- Stockton will file for bankruptcy by Sunday
- The city council approves a special budget plan on a 6-1 vote
- The city says it will continue to pay employees, vendors and service providers
The California city of Stockton approved a special budget Tuesday night, paving the way for it to become the largest American city to declare bankruptcy.
"Unfortunately, we have no comprehensive set of agreements with our creditors to offer you ... that would eliminate the $26 million budget deficit and avoid insolvency," City Manager Bob Deis said at a council meeting.
Negotiations, however, continue with some creditors.
"I think we're very close in announcing some possible deals with some creditors in the future," he said. "In fact, it could be as many as a third of the creditors ... that's not enough to balance the budget."

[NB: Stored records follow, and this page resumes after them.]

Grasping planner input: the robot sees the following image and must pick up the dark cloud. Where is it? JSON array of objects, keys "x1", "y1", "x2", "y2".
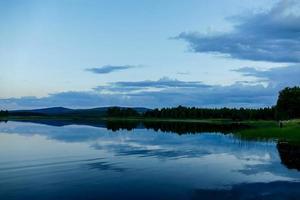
[
  {"x1": 0, "y1": 81, "x2": 278, "y2": 109},
  {"x1": 86, "y1": 65, "x2": 136, "y2": 74},
  {"x1": 234, "y1": 65, "x2": 300, "y2": 87},
  {"x1": 176, "y1": 0, "x2": 300, "y2": 63},
  {"x1": 95, "y1": 77, "x2": 210, "y2": 92},
  {"x1": 0, "y1": 65, "x2": 300, "y2": 109}
]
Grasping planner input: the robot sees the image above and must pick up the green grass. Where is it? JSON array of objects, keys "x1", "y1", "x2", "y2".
[
  {"x1": 0, "y1": 116, "x2": 300, "y2": 144},
  {"x1": 236, "y1": 120, "x2": 300, "y2": 143}
]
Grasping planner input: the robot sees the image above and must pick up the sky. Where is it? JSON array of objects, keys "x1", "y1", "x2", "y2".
[{"x1": 0, "y1": 0, "x2": 300, "y2": 110}]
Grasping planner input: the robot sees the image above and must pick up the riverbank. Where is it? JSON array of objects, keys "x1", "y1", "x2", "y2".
[{"x1": 0, "y1": 116, "x2": 300, "y2": 144}]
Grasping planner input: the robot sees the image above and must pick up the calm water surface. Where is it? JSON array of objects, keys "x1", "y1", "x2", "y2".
[{"x1": 0, "y1": 122, "x2": 300, "y2": 200}]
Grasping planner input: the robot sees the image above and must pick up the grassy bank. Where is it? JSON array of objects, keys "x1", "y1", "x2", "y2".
[
  {"x1": 236, "y1": 120, "x2": 300, "y2": 143},
  {"x1": 0, "y1": 116, "x2": 300, "y2": 144}
]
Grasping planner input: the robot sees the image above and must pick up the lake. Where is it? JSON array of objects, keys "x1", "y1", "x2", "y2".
[{"x1": 0, "y1": 121, "x2": 300, "y2": 200}]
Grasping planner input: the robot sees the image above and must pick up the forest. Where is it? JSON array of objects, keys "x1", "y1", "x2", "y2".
[{"x1": 106, "y1": 87, "x2": 300, "y2": 120}]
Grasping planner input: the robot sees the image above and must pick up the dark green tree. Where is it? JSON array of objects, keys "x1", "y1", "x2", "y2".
[{"x1": 276, "y1": 87, "x2": 300, "y2": 119}]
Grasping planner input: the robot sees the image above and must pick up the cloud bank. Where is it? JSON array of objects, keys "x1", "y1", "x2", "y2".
[
  {"x1": 86, "y1": 65, "x2": 136, "y2": 74},
  {"x1": 176, "y1": 0, "x2": 300, "y2": 63},
  {"x1": 0, "y1": 65, "x2": 300, "y2": 109}
]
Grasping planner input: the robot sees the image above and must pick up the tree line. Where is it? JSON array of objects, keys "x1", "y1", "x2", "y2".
[{"x1": 107, "y1": 87, "x2": 300, "y2": 120}]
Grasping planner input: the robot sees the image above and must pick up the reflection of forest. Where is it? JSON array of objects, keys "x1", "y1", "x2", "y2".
[
  {"x1": 106, "y1": 121, "x2": 245, "y2": 134},
  {"x1": 277, "y1": 142, "x2": 300, "y2": 171}
]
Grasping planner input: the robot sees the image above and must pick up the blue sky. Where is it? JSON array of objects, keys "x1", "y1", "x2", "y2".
[{"x1": 0, "y1": 0, "x2": 300, "y2": 109}]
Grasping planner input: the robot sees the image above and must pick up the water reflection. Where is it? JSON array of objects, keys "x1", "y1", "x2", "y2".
[
  {"x1": 277, "y1": 142, "x2": 300, "y2": 171},
  {"x1": 0, "y1": 121, "x2": 300, "y2": 199},
  {"x1": 192, "y1": 182, "x2": 300, "y2": 200}
]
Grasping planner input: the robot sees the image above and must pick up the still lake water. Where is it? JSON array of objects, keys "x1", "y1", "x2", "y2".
[{"x1": 0, "y1": 121, "x2": 300, "y2": 200}]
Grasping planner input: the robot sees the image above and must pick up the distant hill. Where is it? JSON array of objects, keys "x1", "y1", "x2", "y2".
[{"x1": 9, "y1": 107, "x2": 150, "y2": 117}]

The city council approved the pendency plan on a 6-1 vote, meaning Stockton will file for protection under Chapter 9 federal bankruptcy laws before Sunday when the new fiscal year begins.
The plan is essentially a new budget for the city of about 291,000, spelling out day-to-day operations under bankruptcy.
The city, which is about 80 miles east of San Francisco and about 50 miles south of Sacremento, says it will continue to pay employees, vendors and service providers, but curtail most other expenditures, such as debt service.
Numerous governments across the country have filed for bankruptcy since the financial crisis of 2008.
Last year, Jefferson County, Alabama, filed the biggest municipal bankruptcy in U.S history. In December, the county was $4.2 billion in debt.
The largest previous municipal bankruptcy case was filed in 1994 by Orange County, California, which owed approximately $1.7 billion to creditors.
Stockton Mayor Ann Johnston said in the 1990s the city council approved labor contracts and retiree health insurance plans believing the hyper-growth the city was experiencing would continue forever. Then came the economic downturn of recent years, and debt-strapped California's raid on city finances, said Johnston.
Since 2009, Stockton has cut $90 million from its budget, she said. The city has reduced its police force by 25%, its fire department by 30% and other city jobs by 40% but has not been able to get itself financially stable. And then, said Johnston, there was the housing bust.
"The housing was the straw that broke the camel's back," said Johnston. "We had this bubble in our economy here. We were booming in construction. We were building about 3,000 homes a year. It began to fall off sharply three and a half years ago," she said. "This past year only 105 single-family construction permits were issued."
Richard Acosta is a 75-year-old retiree in Stockton and said everywhere he looks there are for-sale signs.
"You have two across from my house. There was like four on the other side, and there's about two or three more down on the next block," said Acosta. "I always thought the city of Stockton was really gonna go somewhere. But I don't really see any future in it for five to 10 years before something really is going to happen here," he said.